The purpose of this project is to construct a model to automatically predict the coverage type of a defensive player based on tracking data. A critical component to the development of such a model is the presence of labeled data, upon which the model can be evaluated and refined. To that end, a website has also been created which can allow for crowd sourcing information about defensive coverage types.
This project builds upon the work of Dutta et al., who originally built a model for the same purpose of identifying defensive coverage types. This project attempts to advance those ideas by using a different clustering method, incorporating labeled information, and generalizing to positions other than cornerbacks.
Publicly available statistics for defensive players is mostly limited to play-level information about tackles, interceptions, and sacks. While the NFL does release innovative metrics through NextGen Stats, these statistics are just for passing, rushing, and receiving. Private companies, such as Pro Football Focus, do release detailed analysis of defensive players - including their coverage type -, but this information is not available to the public and it is not generated instantaneously.
A model that automatically predicts defensive coverage types for many players on every play provides unique information that is not otherwise publicly available. This information can be used as a cost-effective and quick way for teams to understand their opponent’s defensive play style. It can also be used by external researchers. Research on topics such as the efficacy of different defensive coverage styles has been limited by the unavailability of a publicly accessible large database of labeled play coverage types and this project can help advance study into defensive strategy.
The website is important for a variety of reasons. Since it requires users to log their confidence with each prediction, it provides a repository of soft labels. This can be used to identify plays with unconventional coverage and to create a more nuanced validation metric (since mixture models provide soft predictions which can be compared with the soft labels).

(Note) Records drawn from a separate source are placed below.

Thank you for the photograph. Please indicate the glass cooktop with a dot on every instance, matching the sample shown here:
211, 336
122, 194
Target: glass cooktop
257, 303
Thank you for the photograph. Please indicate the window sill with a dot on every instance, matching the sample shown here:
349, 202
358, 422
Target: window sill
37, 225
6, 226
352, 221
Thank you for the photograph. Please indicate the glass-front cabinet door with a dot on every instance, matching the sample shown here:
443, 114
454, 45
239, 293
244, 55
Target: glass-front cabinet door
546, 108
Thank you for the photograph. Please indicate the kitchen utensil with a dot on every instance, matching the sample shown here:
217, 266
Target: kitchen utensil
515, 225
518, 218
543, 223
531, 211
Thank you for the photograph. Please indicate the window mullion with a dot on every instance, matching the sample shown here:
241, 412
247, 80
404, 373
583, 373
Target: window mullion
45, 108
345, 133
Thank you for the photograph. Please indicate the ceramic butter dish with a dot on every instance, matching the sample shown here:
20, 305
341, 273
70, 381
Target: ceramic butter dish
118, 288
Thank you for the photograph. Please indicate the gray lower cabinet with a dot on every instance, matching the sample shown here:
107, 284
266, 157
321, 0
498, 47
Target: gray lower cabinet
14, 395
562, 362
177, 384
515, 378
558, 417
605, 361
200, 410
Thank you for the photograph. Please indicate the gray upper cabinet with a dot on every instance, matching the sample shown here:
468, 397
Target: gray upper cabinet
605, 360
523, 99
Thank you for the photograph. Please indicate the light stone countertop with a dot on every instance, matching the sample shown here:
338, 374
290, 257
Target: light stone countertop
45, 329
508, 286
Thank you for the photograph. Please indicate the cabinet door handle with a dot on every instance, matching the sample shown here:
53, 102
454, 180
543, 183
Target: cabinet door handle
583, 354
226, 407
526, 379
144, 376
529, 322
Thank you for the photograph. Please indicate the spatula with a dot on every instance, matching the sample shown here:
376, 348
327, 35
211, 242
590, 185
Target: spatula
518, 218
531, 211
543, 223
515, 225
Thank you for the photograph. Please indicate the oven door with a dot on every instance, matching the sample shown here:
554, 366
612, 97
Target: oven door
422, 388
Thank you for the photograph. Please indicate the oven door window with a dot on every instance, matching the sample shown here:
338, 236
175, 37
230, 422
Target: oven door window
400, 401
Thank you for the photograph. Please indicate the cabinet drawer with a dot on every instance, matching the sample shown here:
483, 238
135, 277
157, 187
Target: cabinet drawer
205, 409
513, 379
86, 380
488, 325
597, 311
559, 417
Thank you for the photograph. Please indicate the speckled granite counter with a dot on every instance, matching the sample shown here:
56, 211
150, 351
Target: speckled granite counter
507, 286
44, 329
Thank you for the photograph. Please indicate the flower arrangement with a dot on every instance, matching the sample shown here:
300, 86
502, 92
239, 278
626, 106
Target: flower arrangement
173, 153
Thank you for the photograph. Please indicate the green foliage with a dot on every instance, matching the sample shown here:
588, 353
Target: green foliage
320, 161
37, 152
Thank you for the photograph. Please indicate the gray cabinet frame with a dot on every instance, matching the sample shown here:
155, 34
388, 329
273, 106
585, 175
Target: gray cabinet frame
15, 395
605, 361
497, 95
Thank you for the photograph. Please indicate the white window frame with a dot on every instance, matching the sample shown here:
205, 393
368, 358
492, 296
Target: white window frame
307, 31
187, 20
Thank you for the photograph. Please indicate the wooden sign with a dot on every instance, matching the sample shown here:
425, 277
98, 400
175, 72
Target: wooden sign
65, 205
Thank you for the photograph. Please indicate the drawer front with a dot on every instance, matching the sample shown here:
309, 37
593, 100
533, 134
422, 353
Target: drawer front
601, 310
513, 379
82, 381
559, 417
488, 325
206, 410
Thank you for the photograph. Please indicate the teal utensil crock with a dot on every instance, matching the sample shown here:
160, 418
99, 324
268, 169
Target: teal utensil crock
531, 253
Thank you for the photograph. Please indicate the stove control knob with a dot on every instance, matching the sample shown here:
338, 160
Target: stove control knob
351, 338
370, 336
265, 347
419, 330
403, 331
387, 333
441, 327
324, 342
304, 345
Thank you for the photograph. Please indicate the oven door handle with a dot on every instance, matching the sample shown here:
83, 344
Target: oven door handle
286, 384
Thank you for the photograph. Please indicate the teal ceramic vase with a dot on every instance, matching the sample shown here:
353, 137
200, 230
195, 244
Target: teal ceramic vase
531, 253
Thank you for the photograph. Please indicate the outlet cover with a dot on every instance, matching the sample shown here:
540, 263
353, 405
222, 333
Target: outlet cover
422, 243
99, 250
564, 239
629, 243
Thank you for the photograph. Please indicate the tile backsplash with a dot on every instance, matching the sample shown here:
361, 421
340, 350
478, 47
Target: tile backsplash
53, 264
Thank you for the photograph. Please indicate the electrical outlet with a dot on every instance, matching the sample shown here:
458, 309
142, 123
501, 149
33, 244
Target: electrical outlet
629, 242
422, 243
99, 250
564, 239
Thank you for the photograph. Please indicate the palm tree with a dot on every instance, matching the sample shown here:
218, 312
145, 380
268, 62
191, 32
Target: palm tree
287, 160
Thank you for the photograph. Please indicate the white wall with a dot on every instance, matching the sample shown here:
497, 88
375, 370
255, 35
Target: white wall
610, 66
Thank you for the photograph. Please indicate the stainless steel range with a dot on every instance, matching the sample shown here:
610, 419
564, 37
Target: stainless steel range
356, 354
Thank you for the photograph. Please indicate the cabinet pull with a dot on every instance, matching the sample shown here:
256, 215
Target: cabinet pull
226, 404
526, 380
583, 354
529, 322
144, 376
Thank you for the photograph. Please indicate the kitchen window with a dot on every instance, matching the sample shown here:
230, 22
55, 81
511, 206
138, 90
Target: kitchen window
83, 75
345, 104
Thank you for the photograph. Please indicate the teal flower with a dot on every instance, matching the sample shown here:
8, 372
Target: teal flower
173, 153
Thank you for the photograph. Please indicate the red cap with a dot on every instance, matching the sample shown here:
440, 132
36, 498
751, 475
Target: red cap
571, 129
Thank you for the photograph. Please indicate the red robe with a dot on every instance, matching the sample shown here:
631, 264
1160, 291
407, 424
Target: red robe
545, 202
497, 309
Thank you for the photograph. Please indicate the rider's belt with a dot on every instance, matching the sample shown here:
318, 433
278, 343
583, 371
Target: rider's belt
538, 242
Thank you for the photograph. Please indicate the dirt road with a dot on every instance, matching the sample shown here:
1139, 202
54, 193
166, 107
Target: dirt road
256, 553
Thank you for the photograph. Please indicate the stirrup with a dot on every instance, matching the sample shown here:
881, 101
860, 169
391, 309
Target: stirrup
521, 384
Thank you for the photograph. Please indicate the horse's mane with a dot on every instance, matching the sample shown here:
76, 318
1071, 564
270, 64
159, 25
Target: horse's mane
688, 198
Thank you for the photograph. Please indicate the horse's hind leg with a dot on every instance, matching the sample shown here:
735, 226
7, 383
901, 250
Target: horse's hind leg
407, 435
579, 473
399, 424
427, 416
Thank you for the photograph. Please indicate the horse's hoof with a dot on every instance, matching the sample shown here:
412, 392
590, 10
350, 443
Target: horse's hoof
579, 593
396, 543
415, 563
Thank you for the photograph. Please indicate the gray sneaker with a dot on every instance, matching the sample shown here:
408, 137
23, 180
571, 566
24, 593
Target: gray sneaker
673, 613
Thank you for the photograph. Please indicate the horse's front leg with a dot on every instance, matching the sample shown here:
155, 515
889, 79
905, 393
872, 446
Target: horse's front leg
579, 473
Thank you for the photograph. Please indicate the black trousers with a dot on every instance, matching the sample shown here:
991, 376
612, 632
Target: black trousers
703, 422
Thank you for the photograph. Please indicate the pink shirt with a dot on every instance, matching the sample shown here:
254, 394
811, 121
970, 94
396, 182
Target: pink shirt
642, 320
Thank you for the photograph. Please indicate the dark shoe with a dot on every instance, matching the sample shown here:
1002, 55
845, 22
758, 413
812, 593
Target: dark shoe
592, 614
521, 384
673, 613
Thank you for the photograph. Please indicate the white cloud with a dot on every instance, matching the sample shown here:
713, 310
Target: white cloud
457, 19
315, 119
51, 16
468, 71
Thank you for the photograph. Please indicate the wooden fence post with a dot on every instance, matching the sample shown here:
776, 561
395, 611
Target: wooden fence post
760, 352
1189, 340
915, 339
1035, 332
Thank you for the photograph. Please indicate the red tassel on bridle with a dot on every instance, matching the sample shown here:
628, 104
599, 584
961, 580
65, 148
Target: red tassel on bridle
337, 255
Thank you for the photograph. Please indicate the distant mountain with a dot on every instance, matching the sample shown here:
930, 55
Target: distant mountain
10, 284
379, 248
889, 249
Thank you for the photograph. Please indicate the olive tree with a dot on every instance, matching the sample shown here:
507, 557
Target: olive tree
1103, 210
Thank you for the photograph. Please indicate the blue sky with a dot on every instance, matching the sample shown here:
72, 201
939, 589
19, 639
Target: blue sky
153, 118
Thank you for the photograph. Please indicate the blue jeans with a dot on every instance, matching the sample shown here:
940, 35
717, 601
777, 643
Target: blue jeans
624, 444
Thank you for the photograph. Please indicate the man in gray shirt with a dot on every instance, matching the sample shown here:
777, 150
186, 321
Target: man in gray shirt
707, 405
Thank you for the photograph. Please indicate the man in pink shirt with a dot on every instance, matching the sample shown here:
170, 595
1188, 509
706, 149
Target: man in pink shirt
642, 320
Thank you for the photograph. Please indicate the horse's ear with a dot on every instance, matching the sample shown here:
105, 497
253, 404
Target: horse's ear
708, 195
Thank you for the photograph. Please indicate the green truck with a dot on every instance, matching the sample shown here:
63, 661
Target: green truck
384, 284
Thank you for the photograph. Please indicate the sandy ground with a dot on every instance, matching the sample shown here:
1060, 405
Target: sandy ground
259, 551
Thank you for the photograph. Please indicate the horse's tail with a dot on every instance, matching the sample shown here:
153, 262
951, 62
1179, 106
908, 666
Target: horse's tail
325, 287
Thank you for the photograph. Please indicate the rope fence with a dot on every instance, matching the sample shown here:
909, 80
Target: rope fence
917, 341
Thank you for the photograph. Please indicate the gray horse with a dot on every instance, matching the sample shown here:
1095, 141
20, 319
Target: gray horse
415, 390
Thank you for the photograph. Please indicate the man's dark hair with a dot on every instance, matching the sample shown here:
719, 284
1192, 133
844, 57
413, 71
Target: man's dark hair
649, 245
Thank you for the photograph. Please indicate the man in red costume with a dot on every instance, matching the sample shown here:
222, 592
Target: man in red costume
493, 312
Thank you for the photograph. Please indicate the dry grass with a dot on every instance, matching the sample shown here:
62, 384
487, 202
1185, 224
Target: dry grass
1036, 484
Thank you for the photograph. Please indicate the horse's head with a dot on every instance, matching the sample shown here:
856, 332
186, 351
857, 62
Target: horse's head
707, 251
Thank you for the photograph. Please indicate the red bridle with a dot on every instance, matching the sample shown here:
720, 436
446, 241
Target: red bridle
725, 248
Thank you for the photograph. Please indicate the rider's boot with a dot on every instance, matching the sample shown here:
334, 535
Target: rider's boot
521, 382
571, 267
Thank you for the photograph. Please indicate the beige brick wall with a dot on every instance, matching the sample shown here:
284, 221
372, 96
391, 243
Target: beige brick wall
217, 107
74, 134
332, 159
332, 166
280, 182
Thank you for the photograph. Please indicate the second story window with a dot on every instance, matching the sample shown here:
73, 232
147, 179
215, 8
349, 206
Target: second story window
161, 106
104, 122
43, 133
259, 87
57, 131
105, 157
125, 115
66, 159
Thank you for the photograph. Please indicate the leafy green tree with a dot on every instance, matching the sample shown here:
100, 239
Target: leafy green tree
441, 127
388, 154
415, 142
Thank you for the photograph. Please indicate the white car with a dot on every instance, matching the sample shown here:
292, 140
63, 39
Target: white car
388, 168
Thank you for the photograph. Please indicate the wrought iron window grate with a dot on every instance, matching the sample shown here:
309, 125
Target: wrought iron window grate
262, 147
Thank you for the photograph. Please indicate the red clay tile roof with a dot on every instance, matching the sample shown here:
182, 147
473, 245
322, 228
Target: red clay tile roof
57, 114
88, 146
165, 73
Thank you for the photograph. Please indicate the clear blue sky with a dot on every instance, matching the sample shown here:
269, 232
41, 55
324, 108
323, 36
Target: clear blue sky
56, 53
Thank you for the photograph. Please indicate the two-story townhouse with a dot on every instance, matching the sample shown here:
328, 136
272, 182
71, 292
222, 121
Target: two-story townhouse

Another reason the website is important is that it is a relatively rare method to collect data. As aforementioned, much of the labeling work needed to produce insightful statistics is done by private companies who don’t release their data for free. The website, if successful, can show the potential of public crowd sourcing for the creation of new publicly available statistics and others can easily adopt similar methods for their own research into their own inventive metrics.
The data used in this project is tracking data provided by the NFL for the first six weeks (91 games) of the 2017-18 NFL season. The tracking data provides information about the location (in x,y coordinates), speed, and direction of a particular player every tenth of a second for the duration of the play.
The data includes 5776 unique passing plays. As there are often multiple cornerbacks on each play, there are 15,483 cornerback observations in the data. The distribution of the time until throw for each play is shown below (note that one second is ten frames):
There are two main types of pass coverage: man coverage and zone coverage. In man coverage, a defensive player defends an offensive player for the duration of the play. In zone coverage, a defensive player defends a zone during the play.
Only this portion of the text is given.